Part of what attracted her in me was my very obvious feminine side, I was unlike any other guy she knew. I didn’t brag about how many beers I drank the night before or cursed like a sailor every time my favorite sports team lost a game. Not that I have a favorite sports team to begin with. My time was usually spent simply socializing and being way too emotional for a guy.

So yes, we will be staying together as she kinda always knew anyway, and even our kid is perfectly fine with it all. She even gave me clothes to wear! Again, I am very lucky to have found the one person, across the ocean no less, that would accept this of me. I am very grateful.

Does this mean I’ll be a girl from now on? That’s an odd question because I have always been a girl. See, I won’t be a guy pretending to be a girl, I’ll just be a girl. Additionally, I haven’t gone ‘full-time’ yet, so I’ll still be switching back ‘n forth between girl-mode and guy-mode. Guy-mode sucks though and I’m trying to be more and more in girl mode each day. At home I’m pretty much always in girl-mode. I still have much to learn (and unlearn) before I can go full-time so I’m taking this period to practice things like make-up and whatnot.

It’ll also be a lot easier once I start on hormones as my physique will change a bit, eventually I’ll be looking more like an actual girl as my face, hips and butt will gain some fat (fat is redistributed), as well as the obvious addition of breasts. (woot!)
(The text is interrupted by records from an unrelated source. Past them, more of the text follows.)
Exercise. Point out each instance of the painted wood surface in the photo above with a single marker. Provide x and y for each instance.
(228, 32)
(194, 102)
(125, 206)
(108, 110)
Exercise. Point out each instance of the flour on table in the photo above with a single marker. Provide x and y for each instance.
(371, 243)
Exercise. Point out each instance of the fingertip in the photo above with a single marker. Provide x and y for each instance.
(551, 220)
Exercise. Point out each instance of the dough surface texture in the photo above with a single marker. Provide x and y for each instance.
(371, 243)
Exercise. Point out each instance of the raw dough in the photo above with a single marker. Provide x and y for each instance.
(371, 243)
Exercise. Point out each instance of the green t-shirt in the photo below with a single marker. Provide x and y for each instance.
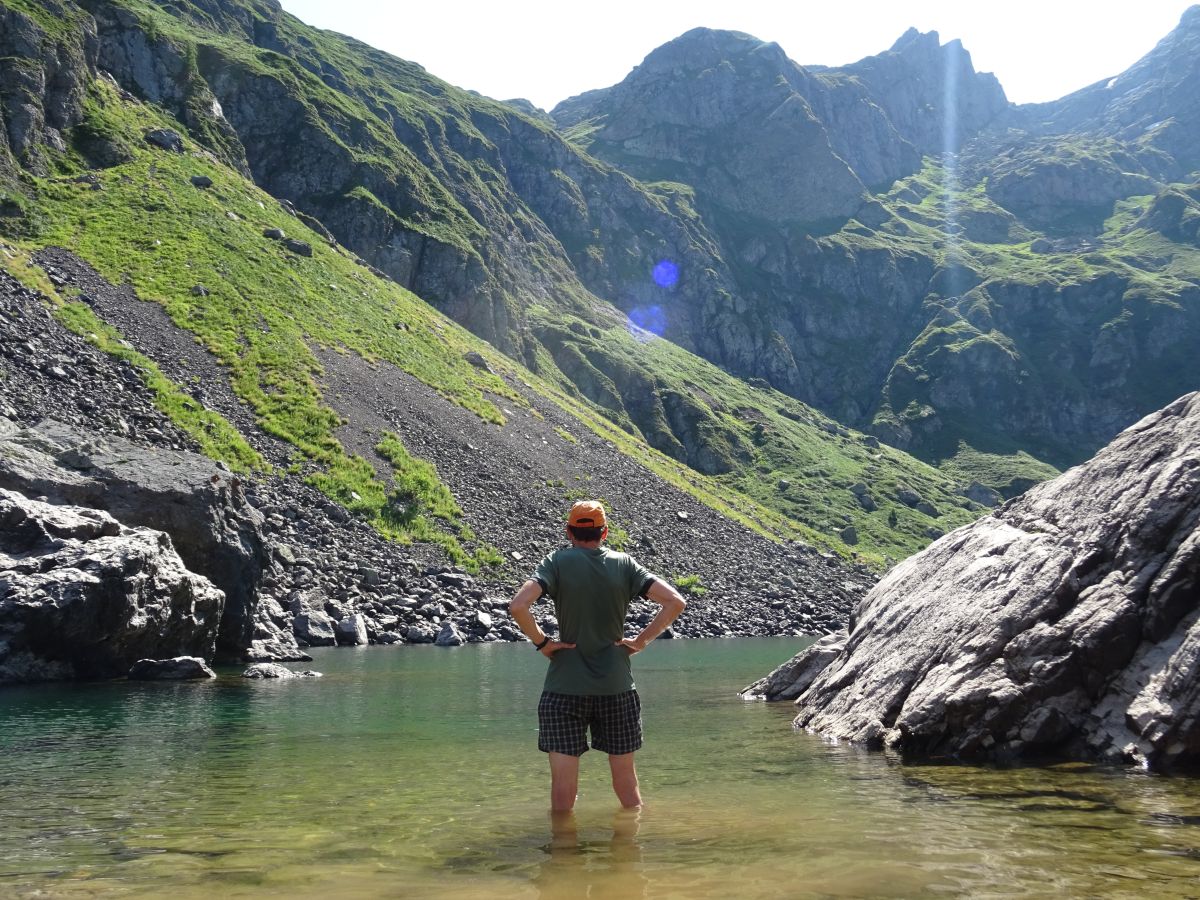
(592, 592)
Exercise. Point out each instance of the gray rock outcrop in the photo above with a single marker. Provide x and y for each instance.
(198, 503)
(1065, 624)
(84, 597)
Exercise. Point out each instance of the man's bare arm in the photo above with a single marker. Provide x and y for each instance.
(672, 604)
(522, 613)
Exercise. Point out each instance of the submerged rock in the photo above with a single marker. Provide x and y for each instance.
(793, 677)
(83, 597)
(1065, 624)
(180, 669)
(269, 670)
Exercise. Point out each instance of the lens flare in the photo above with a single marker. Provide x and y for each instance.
(666, 274)
(647, 321)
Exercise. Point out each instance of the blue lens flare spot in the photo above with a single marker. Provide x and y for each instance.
(666, 274)
(652, 319)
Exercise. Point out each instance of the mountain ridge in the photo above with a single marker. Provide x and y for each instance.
(549, 252)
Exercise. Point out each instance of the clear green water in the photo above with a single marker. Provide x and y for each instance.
(413, 773)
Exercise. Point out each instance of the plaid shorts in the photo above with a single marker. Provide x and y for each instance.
(564, 719)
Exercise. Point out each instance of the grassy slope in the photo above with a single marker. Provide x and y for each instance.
(1156, 269)
(264, 306)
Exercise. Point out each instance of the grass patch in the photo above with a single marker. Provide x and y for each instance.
(690, 585)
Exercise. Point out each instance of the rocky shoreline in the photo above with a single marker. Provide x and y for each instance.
(1067, 624)
(311, 573)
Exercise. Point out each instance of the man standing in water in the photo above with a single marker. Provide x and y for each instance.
(589, 684)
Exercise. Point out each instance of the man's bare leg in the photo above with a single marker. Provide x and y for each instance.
(624, 779)
(564, 781)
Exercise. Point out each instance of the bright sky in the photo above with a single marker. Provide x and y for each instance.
(546, 52)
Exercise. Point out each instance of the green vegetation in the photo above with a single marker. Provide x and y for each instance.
(421, 157)
(690, 585)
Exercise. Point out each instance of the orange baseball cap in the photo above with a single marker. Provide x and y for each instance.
(587, 514)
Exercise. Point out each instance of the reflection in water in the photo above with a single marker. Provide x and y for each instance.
(595, 869)
(411, 772)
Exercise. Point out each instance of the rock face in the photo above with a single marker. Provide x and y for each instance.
(1067, 623)
(180, 669)
(84, 597)
(201, 505)
(792, 678)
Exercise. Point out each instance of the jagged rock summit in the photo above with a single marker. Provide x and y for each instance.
(1066, 624)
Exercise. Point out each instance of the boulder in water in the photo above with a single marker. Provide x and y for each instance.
(1067, 624)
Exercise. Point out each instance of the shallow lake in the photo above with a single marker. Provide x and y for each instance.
(414, 772)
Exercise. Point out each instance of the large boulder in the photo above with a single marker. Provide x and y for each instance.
(1065, 624)
(198, 503)
(83, 597)
(791, 679)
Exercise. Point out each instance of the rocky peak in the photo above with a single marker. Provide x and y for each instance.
(930, 91)
(703, 48)
(1155, 102)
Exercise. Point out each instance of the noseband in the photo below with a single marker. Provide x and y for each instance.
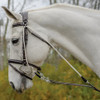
(25, 62)
(24, 44)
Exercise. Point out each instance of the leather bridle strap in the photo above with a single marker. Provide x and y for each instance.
(21, 62)
(24, 38)
(24, 23)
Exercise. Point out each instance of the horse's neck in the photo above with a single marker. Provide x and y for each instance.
(72, 30)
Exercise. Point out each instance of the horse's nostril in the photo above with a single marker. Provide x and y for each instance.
(12, 85)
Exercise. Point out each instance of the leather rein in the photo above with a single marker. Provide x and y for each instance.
(24, 62)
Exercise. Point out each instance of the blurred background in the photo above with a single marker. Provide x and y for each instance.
(58, 69)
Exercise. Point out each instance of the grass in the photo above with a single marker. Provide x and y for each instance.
(46, 91)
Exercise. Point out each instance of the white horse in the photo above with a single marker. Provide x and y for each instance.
(74, 28)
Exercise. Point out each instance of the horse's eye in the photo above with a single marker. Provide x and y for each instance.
(15, 40)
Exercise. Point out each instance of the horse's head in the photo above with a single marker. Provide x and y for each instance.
(36, 52)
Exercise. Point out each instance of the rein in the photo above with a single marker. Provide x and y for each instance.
(25, 62)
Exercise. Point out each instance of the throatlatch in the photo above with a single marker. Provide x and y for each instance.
(25, 61)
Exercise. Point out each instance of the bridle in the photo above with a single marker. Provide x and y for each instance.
(25, 62)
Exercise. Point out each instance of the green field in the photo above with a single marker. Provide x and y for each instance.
(45, 91)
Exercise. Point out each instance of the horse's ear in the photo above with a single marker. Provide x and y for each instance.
(10, 14)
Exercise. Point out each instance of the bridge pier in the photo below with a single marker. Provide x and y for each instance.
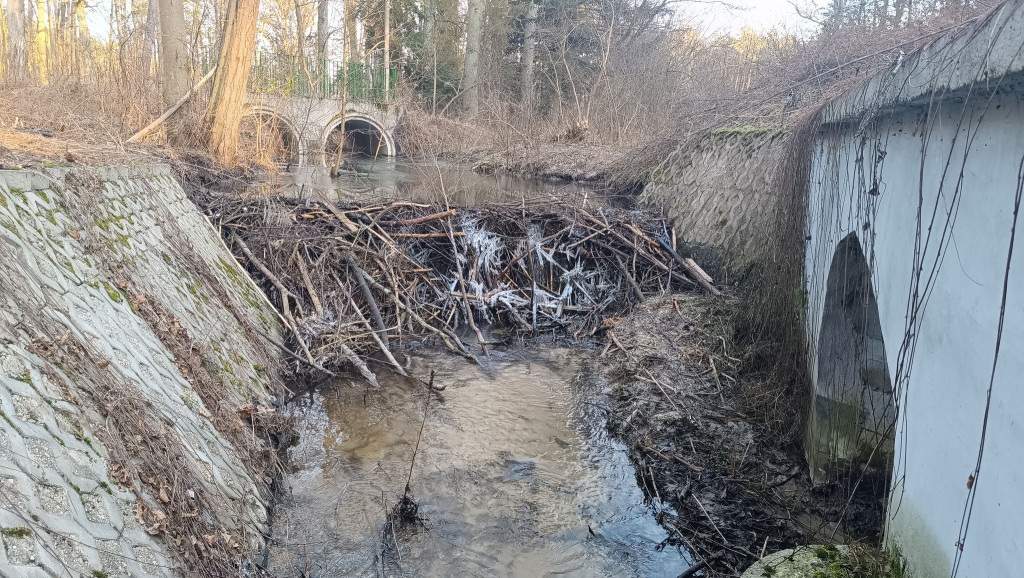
(309, 122)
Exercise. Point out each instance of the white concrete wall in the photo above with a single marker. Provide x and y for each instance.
(947, 167)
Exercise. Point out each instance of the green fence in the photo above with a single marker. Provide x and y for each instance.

You may have noticed I changed my online nickname on the website. In fact, I changed it all over the internet because as far as I am concerned DMET-XIX is dead. I considered changing it to DMET-XX (the pun being it would go from 19 to 20 and double X chromosomes) but it still felt way too male and I needed a complete change, not just a simple shift of letters. I picked Amorous Eyes after some thought and I really like it. People call me Ame (pronounced: aim) for short.

Yes, my real name changed too. While currently I still switch back ‘n forth between guy-mode and girl-mode I had to create a new identity for my female self. I could have simply feminized my old name but again I wanted a complete change. It had to be something that fit me. I didn’t want to go too extravagant and sounding like a porn star like some people do, I wanted a normal name that could blend in relatively well in every day socializing.

My name is Julie. Julie Ann Blansjaar. Pleased to meet you.